One chest of gold, five deaths: The search for Forrest Fenn's treasure
CBSN
[This story was previously posted on Dec. 25, 2021.] TOBY YOUNIS | YOUTUBE SHOW: I told you we're not going to be in Yellowstone. The distances didn't work out really well. OFFICER [bodycam video]: So, what the hell is going on? ROBERT MILLER [bodycam video]: Isn't there a treasure? OFFICER [bodycam video]: Did you break the lock? PASTOR PARIS WALLACE'S FINAL SERMON: As you move through life, there are those points where you have to seek God to find out what he wants you to do. BECCA NIES [police interview]: He said he'd swam the river 10 times before … We figured he'd be fine. BECCA NIES [police interview]: He just jumped out … It looked like he made it to the rock, but then we didn't see him anymore and that was right where the rapids would have taken him. OFFICER: I want to know why no one stayed there to tell us this information. 911 OPERATOR: Is anybody injured? TONY DOKOUPIL [reading aloud:] "The treasure has been found … and had not moved from the spot where I hid it more than 10 years ago. I do not know the person who found it, but the poem in my book led him to the precise spot." JACK STUEF [audio]: … our challenge is to try not to make guesses… It is simple and clear and straightforward … You need simplicity in your solve. TONY DOKOUPLI [reading aloud]: "I am not and was never employed by Forrest, nor did he 'pick' me in any way to 'retrieve' the treasure. I was a stranger to him and found the treasure as he designed it to be found."
In 2010, eccentric millionaire Forrest Fenn launched a treasure hunt when he announced that he had hidden a chest worth an estimated $1 million in the Rocky Mountains. Tens of thousands of people set out to search for the treasure — some of them obsessively. ROBERT MILLER: I thought the poem directed me into here, I thought it said — ZOE OLD | FORREST FENN'S DAUGHTER: I'm sorry? ZOE OLD: No, the glass.
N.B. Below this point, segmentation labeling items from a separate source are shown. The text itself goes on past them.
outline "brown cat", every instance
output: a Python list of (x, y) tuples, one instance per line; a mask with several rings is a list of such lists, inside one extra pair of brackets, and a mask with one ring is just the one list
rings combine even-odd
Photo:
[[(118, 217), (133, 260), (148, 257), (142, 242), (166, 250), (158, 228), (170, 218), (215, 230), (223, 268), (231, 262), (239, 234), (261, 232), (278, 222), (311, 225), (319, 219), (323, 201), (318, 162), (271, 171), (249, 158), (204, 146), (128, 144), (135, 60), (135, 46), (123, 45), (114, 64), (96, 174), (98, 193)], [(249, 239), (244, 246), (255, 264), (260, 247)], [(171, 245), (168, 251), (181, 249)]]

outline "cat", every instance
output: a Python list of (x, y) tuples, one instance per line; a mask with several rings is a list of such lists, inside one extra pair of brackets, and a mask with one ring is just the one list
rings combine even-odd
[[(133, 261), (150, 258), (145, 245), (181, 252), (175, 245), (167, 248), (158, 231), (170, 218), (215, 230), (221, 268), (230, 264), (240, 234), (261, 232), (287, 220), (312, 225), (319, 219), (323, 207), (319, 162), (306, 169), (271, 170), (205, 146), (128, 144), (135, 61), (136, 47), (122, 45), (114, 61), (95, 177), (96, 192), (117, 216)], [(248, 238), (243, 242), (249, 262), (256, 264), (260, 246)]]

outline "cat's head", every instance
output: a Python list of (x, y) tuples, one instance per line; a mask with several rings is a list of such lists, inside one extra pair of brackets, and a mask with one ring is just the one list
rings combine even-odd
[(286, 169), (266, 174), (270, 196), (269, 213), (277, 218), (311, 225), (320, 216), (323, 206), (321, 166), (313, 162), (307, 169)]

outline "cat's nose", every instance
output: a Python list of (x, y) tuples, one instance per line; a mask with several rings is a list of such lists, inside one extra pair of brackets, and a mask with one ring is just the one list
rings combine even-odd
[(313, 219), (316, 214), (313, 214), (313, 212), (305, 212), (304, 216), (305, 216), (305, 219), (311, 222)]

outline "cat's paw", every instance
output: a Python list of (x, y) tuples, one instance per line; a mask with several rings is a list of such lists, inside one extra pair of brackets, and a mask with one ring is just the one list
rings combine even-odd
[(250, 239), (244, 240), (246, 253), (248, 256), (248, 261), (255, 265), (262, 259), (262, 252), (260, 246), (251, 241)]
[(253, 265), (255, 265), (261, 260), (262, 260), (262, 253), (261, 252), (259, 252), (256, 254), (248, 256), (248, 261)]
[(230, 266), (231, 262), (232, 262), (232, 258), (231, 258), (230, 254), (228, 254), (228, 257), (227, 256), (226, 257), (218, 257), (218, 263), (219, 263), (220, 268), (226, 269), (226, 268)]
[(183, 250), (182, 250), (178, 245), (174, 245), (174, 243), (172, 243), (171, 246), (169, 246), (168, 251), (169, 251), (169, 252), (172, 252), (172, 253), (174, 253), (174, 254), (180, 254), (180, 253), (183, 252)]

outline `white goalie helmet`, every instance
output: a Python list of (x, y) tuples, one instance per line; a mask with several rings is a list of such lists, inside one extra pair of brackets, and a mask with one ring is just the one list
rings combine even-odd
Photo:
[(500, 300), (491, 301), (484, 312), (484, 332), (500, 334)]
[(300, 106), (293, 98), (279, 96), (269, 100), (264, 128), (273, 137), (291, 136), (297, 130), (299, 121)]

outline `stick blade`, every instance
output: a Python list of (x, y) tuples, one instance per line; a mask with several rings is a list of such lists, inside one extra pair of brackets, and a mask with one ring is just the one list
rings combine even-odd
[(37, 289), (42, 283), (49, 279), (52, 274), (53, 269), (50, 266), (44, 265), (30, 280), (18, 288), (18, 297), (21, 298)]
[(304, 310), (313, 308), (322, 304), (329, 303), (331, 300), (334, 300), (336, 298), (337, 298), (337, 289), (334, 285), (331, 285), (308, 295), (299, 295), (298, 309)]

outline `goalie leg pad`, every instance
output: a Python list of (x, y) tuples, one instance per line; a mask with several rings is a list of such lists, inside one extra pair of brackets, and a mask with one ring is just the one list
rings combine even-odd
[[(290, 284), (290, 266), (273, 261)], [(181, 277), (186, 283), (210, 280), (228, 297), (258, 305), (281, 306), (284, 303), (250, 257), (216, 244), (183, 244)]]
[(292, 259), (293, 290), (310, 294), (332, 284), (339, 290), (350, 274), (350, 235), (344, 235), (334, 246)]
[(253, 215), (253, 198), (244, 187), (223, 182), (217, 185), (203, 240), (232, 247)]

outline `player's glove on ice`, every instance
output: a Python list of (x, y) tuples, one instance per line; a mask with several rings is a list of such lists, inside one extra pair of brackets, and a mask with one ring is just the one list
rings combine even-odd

BECCA NIES: We were scared. … It's easy in hindsight to see what we should have done but in the moment. We'd never been involved with anything like that. STEVEN INLOW: No. No, we're not injured. Just stuck.
Sacha Dent was captivated by Fenn's challenge. "I really think the greatest thing that drove me was wanting to match wits with the man himself," she says of Fenn, who laid out his treasure hunt challenge in a 24-line poem. OFFICER: Poem? ROBERT MILLER: Isn't there a treasure? ROBERT MILLER: I broke the door. 911 OPERATOR: It looks like I've got a pretty good location on you. I'm going to get you some help headed your way, OK?